— Покушали бы хорошенько, — предложила Груня. — Вон и утка ваша почти цела. Вы плохо ели.
— Нет, нет, я хорошо поел, спасибо… Вы, Груня, обо мне не думайте, делайте, что вам нужно…
— Ну, ладно.
Она повязала передник, стала убирать со стола, мыть и перетирать стаканы и чашки чистым полотенцем.
— Это правда, легкий у меня Коля, — снова повторила она, и снова тихая, немного грустная улыбка тронула ее моложавое, приятное лицо. — Бывало, из Амбы в Колымань… Я ведь в Колымани жила с отцом, с матерью, у меня отец с войны не пришел — его сразу убили под Москвой, там сибиряков полегло много, — а мама уже под конец войны померла…
Меркулов внутренне подался к Груне, весь обострился. Он уловил в Груне какую-то перемену и почуял неотвратимость рассказа, почуял, что этот рассказ будет долгим, и это приводило его в душевное равновесие, и он радовался своему состоянию; пожалуй, только Груня оставалась для него некоей тайной в большом и светлом этом доме, потому что всегда ее спокойные, чистые глаза хранили какую-то недосказанность, а Меркулова что-то вынуждало прочитать в них до конца — он не смог бы себе объяснить, что именно. Теперь тонкий лучик засветился с первыми словами Груни, и Меркулов тут же поймал его, боясь, как бы он не погас.
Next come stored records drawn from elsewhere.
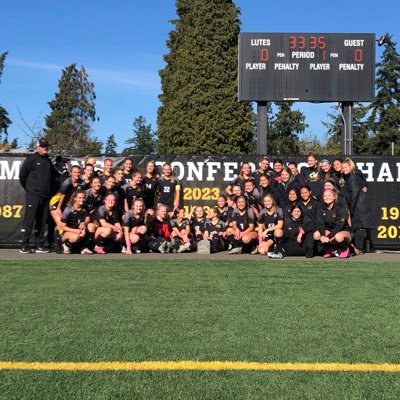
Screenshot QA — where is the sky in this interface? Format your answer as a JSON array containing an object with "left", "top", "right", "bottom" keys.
[{"left": 0, "top": 0, "right": 400, "bottom": 151}]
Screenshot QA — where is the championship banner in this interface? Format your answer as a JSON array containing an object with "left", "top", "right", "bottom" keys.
[{"left": 0, "top": 154, "right": 400, "bottom": 249}]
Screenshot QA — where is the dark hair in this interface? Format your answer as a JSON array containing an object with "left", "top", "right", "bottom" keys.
[
  {"left": 68, "top": 189, "right": 86, "bottom": 207},
  {"left": 290, "top": 203, "right": 301, "bottom": 214},
  {"left": 300, "top": 185, "right": 311, "bottom": 192},
  {"left": 288, "top": 188, "right": 300, "bottom": 198}
]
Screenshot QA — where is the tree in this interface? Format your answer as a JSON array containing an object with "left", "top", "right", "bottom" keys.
[
  {"left": 104, "top": 133, "right": 117, "bottom": 156},
  {"left": 157, "top": 0, "right": 254, "bottom": 154},
  {"left": 0, "top": 52, "right": 12, "bottom": 144},
  {"left": 268, "top": 101, "right": 308, "bottom": 155},
  {"left": 369, "top": 33, "right": 400, "bottom": 155},
  {"left": 122, "top": 115, "right": 156, "bottom": 155},
  {"left": 44, "top": 64, "right": 102, "bottom": 154},
  {"left": 322, "top": 103, "right": 371, "bottom": 155}
]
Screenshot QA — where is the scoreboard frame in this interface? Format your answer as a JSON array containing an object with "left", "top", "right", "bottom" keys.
[{"left": 238, "top": 32, "right": 376, "bottom": 102}]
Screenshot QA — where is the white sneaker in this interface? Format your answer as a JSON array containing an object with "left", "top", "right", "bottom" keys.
[
  {"left": 62, "top": 243, "right": 71, "bottom": 254},
  {"left": 228, "top": 247, "right": 242, "bottom": 254},
  {"left": 250, "top": 246, "right": 259, "bottom": 256},
  {"left": 268, "top": 251, "right": 283, "bottom": 258},
  {"left": 81, "top": 247, "right": 93, "bottom": 254},
  {"left": 158, "top": 240, "right": 168, "bottom": 254},
  {"left": 178, "top": 242, "right": 190, "bottom": 253}
]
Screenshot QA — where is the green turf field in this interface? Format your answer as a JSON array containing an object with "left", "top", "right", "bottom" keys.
[{"left": 0, "top": 257, "right": 400, "bottom": 400}]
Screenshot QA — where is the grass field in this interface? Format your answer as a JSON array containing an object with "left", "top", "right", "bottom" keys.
[{"left": 0, "top": 258, "right": 400, "bottom": 400}]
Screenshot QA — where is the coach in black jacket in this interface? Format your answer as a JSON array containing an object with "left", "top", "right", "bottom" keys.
[{"left": 19, "top": 139, "right": 54, "bottom": 253}]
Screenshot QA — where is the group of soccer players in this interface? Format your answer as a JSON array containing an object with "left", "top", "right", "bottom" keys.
[{"left": 50, "top": 154, "right": 374, "bottom": 258}]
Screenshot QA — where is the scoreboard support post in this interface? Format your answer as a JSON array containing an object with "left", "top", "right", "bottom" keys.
[
  {"left": 257, "top": 101, "right": 268, "bottom": 156},
  {"left": 341, "top": 102, "right": 353, "bottom": 156}
]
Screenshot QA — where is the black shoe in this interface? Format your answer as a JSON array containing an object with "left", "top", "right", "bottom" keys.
[
  {"left": 19, "top": 246, "right": 31, "bottom": 254},
  {"left": 36, "top": 247, "right": 50, "bottom": 253}
]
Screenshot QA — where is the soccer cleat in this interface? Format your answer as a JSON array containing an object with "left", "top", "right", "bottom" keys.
[
  {"left": 268, "top": 251, "right": 283, "bottom": 258},
  {"left": 178, "top": 242, "right": 190, "bottom": 253},
  {"left": 19, "top": 246, "right": 31, "bottom": 254},
  {"left": 228, "top": 247, "right": 242, "bottom": 254},
  {"left": 339, "top": 247, "right": 350, "bottom": 258},
  {"left": 250, "top": 246, "right": 258, "bottom": 256},
  {"left": 158, "top": 240, "right": 169, "bottom": 254},
  {"left": 167, "top": 241, "right": 176, "bottom": 253},
  {"left": 62, "top": 243, "right": 71, "bottom": 254},
  {"left": 322, "top": 247, "right": 336, "bottom": 258},
  {"left": 36, "top": 247, "right": 50, "bottom": 253},
  {"left": 93, "top": 245, "right": 106, "bottom": 254},
  {"left": 81, "top": 247, "right": 93, "bottom": 254}
]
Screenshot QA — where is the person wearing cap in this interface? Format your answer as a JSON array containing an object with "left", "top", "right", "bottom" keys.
[
  {"left": 53, "top": 156, "right": 69, "bottom": 188},
  {"left": 19, "top": 138, "right": 54, "bottom": 254}
]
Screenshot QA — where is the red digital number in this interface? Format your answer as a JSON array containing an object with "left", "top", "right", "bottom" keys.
[
  {"left": 260, "top": 49, "right": 268, "bottom": 62},
  {"left": 318, "top": 36, "right": 326, "bottom": 49},
  {"left": 354, "top": 49, "right": 362, "bottom": 62},
  {"left": 298, "top": 36, "right": 306, "bottom": 50}
]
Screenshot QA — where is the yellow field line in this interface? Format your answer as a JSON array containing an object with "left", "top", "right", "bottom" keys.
[{"left": 0, "top": 361, "right": 400, "bottom": 372}]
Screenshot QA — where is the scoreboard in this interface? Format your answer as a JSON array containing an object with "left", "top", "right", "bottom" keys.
[{"left": 238, "top": 33, "right": 375, "bottom": 102}]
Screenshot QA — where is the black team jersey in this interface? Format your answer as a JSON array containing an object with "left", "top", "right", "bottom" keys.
[
  {"left": 298, "top": 197, "right": 321, "bottom": 233},
  {"left": 125, "top": 186, "right": 144, "bottom": 209},
  {"left": 317, "top": 203, "right": 350, "bottom": 239},
  {"left": 231, "top": 208, "right": 255, "bottom": 232},
  {"left": 60, "top": 178, "right": 85, "bottom": 209},
  {"left": 171, "top": 218, "right": 190, "bottom": 232},
  {"left": 218, "top": 206, "right": 229, "bottom": 223},
  {"left": 96, "top": 206, "right": 121, "bottom": 225},
  {"left": 84, "top": 189, "right": 104, "bottom": 213},
  {"left": 61, "top": 207, "right": 90, "bottom": 229},
  {"left": 143, "top": 176, "right": 158, "bottom": 208},
  {"left": 190, "top": 217, "right": 207, "bottom": 234},
  {"left": 122, "top": 210, "right": 145, "bottom": 230},
  {"left": 206, "top": 219, "right": 226, "bottom": 237},
  {"left": 147, "top": 218, "right": 172, "bottom": 240},
  {"left": 157, "top": 176, "right": 180, "bottom": 206},
  {"left": 258, "top": 207, "right": 283, "bottom": 237}
]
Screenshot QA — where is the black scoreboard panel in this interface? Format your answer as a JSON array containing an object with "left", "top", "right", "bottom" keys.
[{"left": 238, "top": 33, "right": 375, "bottom": 102}]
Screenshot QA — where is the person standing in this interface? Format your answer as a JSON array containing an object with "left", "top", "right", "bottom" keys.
[{"left": 19, "top": 139, "right": 54, "bottom": 254}]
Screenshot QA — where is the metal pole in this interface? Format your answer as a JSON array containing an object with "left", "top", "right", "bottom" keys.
[
  {"left": 341, "top": 102, "right": 353, "bottom": 156},
  {"left": 257, "top": 102, "right": 268, "bottom": 156}
]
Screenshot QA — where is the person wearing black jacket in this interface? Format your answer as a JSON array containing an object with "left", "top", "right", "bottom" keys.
[
  {"left": 314, "top": 189, "right": 352, "bottom": 258},
  {"left": 19, "top": 139, "right": 54, "bottom": 254},
  {"left": 342, "top": 158, "right": 375, "bottom": 252},
  {"left": 300, "top": 154, "right": 323, "bottom": 200}
]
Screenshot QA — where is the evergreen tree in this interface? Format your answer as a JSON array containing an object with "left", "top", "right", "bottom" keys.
[
  {"left": 322, "top": 103, "right": 371, "bottom": 155},
  {"left": 104, "top": 133, "right": 117, "bottom": 156},
  {"left": 157, "top": 0, "right": 254, "bottom": 154},
  {"left": 122, "top": 115, "right": 156, "bottom": 155},
  {"left": 44, "top": 64, "right": 102, "bottom": 154},
  {"left": 369, "top": 33, "right": 400, "bottom": 155},
  {"left": 268, "top": 101, "right": 308, "bottom": 155},
  {"left": 0, "top": 52, "right": 12, "bottom": 143}
]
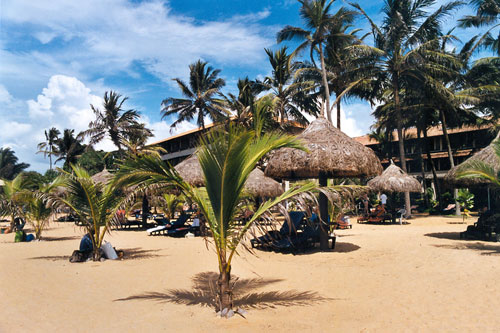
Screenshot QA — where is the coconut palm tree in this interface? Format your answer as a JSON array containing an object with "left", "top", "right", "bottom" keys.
[
  {"left": 0, "top": 147, "right": 30, "bottom": 179},
  {"left": 258, "top": 47, "right": 316, "bottom": 126},
  {"left": 161, "top": 60, "right": 228, "bottom": 128},
  {"left": 116, "top": 126, "right": 315, "bottom": 311},
  {"left": 0, "top": 174, "right": 30, "bottom": 227},
  {"left": 37, "top": 127, "right": 61, "bottom": 170},
  {"left": 351, "top": 0, "right": 461, "bottom": 212},
  {"left": 276, "top": 0, "right": 335, "bottom": 121},
  {"left": 83, "top": 91, "right": 146, "bottom": 151},
  {"left": 54, "top": 129, "right": 85, "bottom": 170},
  {"left": 22, "top": 177, "right": 63, "bottom": 240},
  {"left": 54, "top": 165, "right": 124, "bottom": 261}
]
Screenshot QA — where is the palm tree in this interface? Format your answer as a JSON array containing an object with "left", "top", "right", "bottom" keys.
[
  {"left": 117, "top": 126, "right": 315, "bottom": 311},
  {"left": 54, "top": 165, "right": 124, "bottom": 261},
  {"left": 0, "top": 174, "right": 29, "bottom": 227},
  {"left": 457, "top": 139, "right": 500, "bottom": 187},
  {"left": 161, "top": 60, "right": 228, "bottom": 128},
  {"left": 54, "top": 129, "right": 85, "bottom": 170},
  {"left": 351, "top": 0, "right": 461, "bottom": 212},
  {"left": 83, "top": 91, "right": 146, "bottom": 151},
  {"left": 276, "top": 0, "right": 335, "bottom": 121},
  {"left": 0, "top": 147, "right": 30, "bottom": 179},
  {"left": 258, "top": 47, "right": 316, "bottom": 126},
  {"left": 37, "top": 127, "right": 61, "bottom": 170},
  {"left": 22, "top": 177, "right": 63, "bottom": 239}
]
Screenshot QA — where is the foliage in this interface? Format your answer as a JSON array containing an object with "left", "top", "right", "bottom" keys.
[
  {"left": 83, "top": 91, "right": 152, "bottom": 151},
  {"left": 161, "top": 60, "right": 228, "bottom": 128},
  {"left": 0, "top": 147, "right": 30, "bottom": 180}
]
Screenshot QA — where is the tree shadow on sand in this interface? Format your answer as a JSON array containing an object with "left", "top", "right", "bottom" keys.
[
  {"left": 115, "top": 272, "right": 331, "bottom": 309},
  {"left": 434, "top": 241, "right": 500, "bottom": 256}
]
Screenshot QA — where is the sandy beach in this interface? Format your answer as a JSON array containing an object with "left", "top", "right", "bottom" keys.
[{"left": 0, "top": 217, "right": 500, "bottom": 332}]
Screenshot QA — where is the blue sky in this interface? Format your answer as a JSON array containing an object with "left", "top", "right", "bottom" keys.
[{"left": 0, "top": 0, "right": 486, "bottom": 172}]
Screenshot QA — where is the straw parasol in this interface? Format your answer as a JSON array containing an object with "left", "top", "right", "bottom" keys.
[
  {"left": 175, "top": 154, "right": 283, "bottom": 197},
  {"left": 444, "top": 132, "right": 500, "bottom": 187},
  {"left": 367, "top": 160, "right": 422, "bottom": 192},
  {"left": 265, "top": 117, "right": 382, "bottom": 250},
  {"left": 91, "top": 167, "right": 113, "bottom": 184},
  {"left": 175, "top": 154, "right": 205, "bottom": 187}
]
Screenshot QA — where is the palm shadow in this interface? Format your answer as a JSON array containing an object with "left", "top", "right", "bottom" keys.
[
  {"left": 433, "top": 242, "right": 500, "bottom": 256},
  {"left": 115, "top": 272, "right": 330, "bottom": 309}
]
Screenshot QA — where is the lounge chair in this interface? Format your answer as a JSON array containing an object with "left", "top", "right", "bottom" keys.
[{"left": 250, "top": 211, "right": 305, "bottom": 248}]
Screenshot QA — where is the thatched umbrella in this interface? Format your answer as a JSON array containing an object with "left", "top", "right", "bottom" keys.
[
  {"left": 367, "top": 160, "right": 422, "bottom": 192},
  {"left": 444, "top": 132, "right": 500, "bottom": 209},
  {"left": 265, "top": 117, "right": 382, "bottom": 250},
  {"left": 91, "top": 167, "right": 113, "bottom": 184},
  {"left": 175, "top": 154, "right": 205, "bottom": 187},
  {"left": 175, "top": 154, "right": 283, "bottom": 197}
]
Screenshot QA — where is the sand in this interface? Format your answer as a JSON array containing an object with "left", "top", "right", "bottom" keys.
[{"left": 0, "top": 217, "right": 500, "bottom": 332}]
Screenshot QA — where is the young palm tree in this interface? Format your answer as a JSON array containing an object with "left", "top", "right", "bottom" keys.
[
  {"left": 54, "top": 129, "right": 85, "bottom": 170},
  {"left": 53, "top": 165, "right": 124, "bottom": 261},
  {"left": 22, "top": 177, "right": 63, "bottom": 240},
  {"left": 352, "top": 0, "right": 461, "bottom": 212},
  {"left": 0, "top": 147, "right": 30, "bottom": 179},
  {"left": 37, "top": 127, "right": 61, "bottom": 170},
  {"left": 259, "top": 47, "right": 316, "bottom": 126},
  {"left": 161, "top": 60, "right": 228, "bottom": 128},
  {"left": 0, "top": 174, "right": 29, "bottom": 227},
  {"left": 117, "top": 126, "right": 315, "bottom": 311},
  {"left": 84, "top": 91, "right": 146, "bottom": 151}
]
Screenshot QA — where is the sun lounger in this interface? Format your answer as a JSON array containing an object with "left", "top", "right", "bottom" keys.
[{"left": 250, "top": 211, "right": 305, "bottom": 248}]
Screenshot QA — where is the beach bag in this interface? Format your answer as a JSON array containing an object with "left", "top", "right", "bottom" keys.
[{"left": 14, "top": 230, "right": 26, "bottom": 243}]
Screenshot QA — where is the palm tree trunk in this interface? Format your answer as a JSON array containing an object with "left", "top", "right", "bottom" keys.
[
  {"left": 217, "top": 262, "right": 233, "bottom": 311},
  {"left": 337, "top": 101, "right": 340, "bottom": 129},
  {"left": 439, "top": 109, "right": 461, "bottom": 215},
  {"left": 393, "top": 75, "right": 411, "bottom": 217},
  {"left": 319, "top": 43, "right": 332, "bottom": 123}
]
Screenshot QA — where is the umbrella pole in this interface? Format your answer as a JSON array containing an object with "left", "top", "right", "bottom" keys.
[{"left": 319, "top": 172, "right": 330, "bottom": 251}]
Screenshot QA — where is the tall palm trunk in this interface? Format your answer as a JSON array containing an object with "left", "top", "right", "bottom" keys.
[
  {"left": 319, "top": 43, "right": 332, "bottom": 123},
  {"left": 439, "top": 109, "right": 460, "bottom": 215},
  {"left": 217, "top": 261, "right": 233, "bottom": 311},
  {"left": 393, "top": 75, "right": 411, "bottom": 216}
]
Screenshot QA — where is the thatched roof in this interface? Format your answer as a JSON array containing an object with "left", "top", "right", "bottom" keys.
[
  {"left": 92, "top": 168, "right": 113, "bottom": 184},
  {"left": 175, "top": 154, "right": 205, "bottom": 187},
  {"left": 444, "top": 132, "right": 500, "bottom": 187},
  {"left": 175, "top": 154, "right": 283, "bottom": 197},
  {"left": 245, "top": 168, "right": 283, "bottom": 197},
  {"left": 367, "top": 160, "right": 422, "bottom": 192},
  {"left": 265, "top": 117, "right": 382, "bottom": 179}
]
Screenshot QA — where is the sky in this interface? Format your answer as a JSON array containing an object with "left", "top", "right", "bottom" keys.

— Бывало, из Амбы-то в Колымань бежит — у нас, в Колымани, клуб, танцы… Пробежит семь верст и не споткнется. Март был, начто смеркается рано да и студено́, а он бежит в ботиночках-то, жалко мне его, бывало, уж сколько лет прошло, а помню, как жалко было… У девчонки-то всегда так: жалко, — значит, любо; я это считаю одно и то же… Прибежит, а наши колыманские ребята зубами скрипят — все же не свой. Раз и побили, я и не знала об этом, а он на другой вечер опять прибежал. Гляжу: глаз-то синий. «Батюшки мои родимые, чегой-то ты?» А он смеется: «Чурка отскочила, дрова колол». Ну, наши-то, колыманские, в кучку собираются. Вон чего, думаю. Я подошла к ним — я только с Колей тихая была, — гляжу, братан стоит с ними заодно — тоже братан-то погиб опосля, война всех помирила да уравняла. Я его отозвала в сторонку, как раз гармонист заиграл, все танцевать ударились, я ему говорю: «Ты что, стервец, сестру позоришь?» — «Как?» — «Так! Ты что на меня клеймо кладешь? Ты думаешь, Николая побили, а меня не коснулись, моей чести? Я тебе говорю — башку так и снесу топором, если его хоть пальцем тронете!» Он от меня и попятился…
Груня увлеклась, будто то, о чем она рассказывала, было вчера, а не тридцать лет назад. Она и сама спохватилась, улыбнулась смущенно:
— Да что это я, разве вам интересно?.. Всякий свое помнит…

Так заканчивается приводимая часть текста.